Researchers are still trying to determine the initial infection vector for the APT’s most recent campaign. The earlier campaign from the group that started in 2020 revealed that the group may have used a phishing email to target victims with a lure based on the ASEAN Summit, a biannual meeting held by the members of the Association of Southeast Asian Nations where political, security, and socio-cultural development of Southeast Asian countries is discussed. While researchers are unsure of the initial infection vector for Lancefly's recent activity over the last year, they said that for government sector victims the group may have used SSH brute force attacks, and for another victim the APT may have targeted an exposed server.
“While evidence for any of these infection vectors is not definitive, it does appear to indicate that Lancefly is adaptable when it comes to the kind of infection vectors it uses,” according to researchers.
Researchers said that the malware’s dropper is typically injected into legitimate processes (perfhost.exe or svchost.exe) and contains three files, including a legitimate signed binary vulnerable to DLL search-order hijacking, a loader and an encrypted file that contains the backdoor, which is executed and connects to the C2 server. The malware abuses older versions of five different, legitimate applications for DLL sideloading, including McAfee SiteAdvisory, Avast wsc_proxy and Google Chrome frame.
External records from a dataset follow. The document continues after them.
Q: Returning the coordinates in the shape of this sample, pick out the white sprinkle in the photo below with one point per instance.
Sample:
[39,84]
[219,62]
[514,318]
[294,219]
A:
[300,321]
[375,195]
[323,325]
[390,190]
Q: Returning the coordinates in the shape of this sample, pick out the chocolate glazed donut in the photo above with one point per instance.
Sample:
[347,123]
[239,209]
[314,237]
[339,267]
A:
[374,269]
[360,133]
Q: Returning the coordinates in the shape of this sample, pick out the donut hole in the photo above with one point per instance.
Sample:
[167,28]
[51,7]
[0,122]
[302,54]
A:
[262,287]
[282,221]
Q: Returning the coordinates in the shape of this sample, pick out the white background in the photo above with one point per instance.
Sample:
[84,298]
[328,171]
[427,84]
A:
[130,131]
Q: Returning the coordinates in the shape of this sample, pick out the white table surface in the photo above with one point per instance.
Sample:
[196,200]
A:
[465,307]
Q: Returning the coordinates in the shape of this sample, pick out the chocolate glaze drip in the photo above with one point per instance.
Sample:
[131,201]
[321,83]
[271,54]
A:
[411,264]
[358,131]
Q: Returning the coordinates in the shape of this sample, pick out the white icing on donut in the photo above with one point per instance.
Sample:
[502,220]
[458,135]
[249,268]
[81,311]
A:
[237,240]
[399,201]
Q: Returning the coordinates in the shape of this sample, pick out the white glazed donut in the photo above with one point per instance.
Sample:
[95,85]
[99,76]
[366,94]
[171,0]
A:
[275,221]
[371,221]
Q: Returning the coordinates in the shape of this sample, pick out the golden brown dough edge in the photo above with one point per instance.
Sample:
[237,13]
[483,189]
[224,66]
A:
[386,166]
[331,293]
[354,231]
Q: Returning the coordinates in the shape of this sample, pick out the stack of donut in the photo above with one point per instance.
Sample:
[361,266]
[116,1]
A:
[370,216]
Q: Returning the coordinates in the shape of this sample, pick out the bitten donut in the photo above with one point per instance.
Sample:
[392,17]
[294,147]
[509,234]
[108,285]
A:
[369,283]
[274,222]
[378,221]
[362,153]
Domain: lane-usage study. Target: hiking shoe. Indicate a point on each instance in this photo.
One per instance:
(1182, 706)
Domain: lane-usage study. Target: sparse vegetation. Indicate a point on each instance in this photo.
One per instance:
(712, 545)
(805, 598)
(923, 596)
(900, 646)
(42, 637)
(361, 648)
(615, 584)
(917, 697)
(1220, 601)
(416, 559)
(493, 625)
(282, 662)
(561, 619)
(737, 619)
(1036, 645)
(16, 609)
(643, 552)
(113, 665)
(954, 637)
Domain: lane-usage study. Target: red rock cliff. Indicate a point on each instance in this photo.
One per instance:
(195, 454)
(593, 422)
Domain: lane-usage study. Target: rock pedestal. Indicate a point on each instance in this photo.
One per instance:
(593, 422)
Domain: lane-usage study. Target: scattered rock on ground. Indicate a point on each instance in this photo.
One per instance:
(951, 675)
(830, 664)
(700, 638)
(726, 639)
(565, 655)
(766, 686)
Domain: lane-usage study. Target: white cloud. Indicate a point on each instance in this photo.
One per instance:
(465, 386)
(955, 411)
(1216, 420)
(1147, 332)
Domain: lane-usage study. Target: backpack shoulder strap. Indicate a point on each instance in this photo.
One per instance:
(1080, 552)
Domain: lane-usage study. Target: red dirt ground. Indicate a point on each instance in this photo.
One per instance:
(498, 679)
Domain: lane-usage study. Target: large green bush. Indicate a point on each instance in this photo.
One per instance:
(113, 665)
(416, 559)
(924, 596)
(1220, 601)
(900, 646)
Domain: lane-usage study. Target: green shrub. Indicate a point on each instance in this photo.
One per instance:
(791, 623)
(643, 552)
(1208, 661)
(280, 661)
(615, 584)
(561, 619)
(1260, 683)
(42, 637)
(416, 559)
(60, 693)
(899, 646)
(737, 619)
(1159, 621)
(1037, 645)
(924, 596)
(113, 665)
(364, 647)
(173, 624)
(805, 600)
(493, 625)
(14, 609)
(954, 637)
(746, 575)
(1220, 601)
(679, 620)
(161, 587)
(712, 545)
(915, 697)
Beyond Merdoor, the APT also uses several techniques in order to steal victim credentials, leveraging PowerShell to launch rundll32.exe and dump the memory of processes (a tactic typically used to dump Local Security Authority Subsystem Service, or LSASS, memory), for instance, and using a legitimate Avast tool to dump LSASS memory. Attackers have also used the WinRAR archiving tool to encrypt files before exfiltration. Finally, the group uses an updated version of a rootkit first reported on by Cisco Talos researchers in 2014 called ZXShell, a remote administration tool that is used to maintain persistence by attempting to tamper with various anti-virus products on the victim’s system. All these tools used by the APT point to motives around intelligence gathering, said researchers.
“The similarities between this recent activity and earlier activity by Lancefly indicate that the group perhaps did not realize the earlier activity had been discovered, so it was not concerned about links being made between the two,” said researchers. “Whether or not the exposure of this activity will lead to any alteration in how the group carries out its activity remains to be seen.”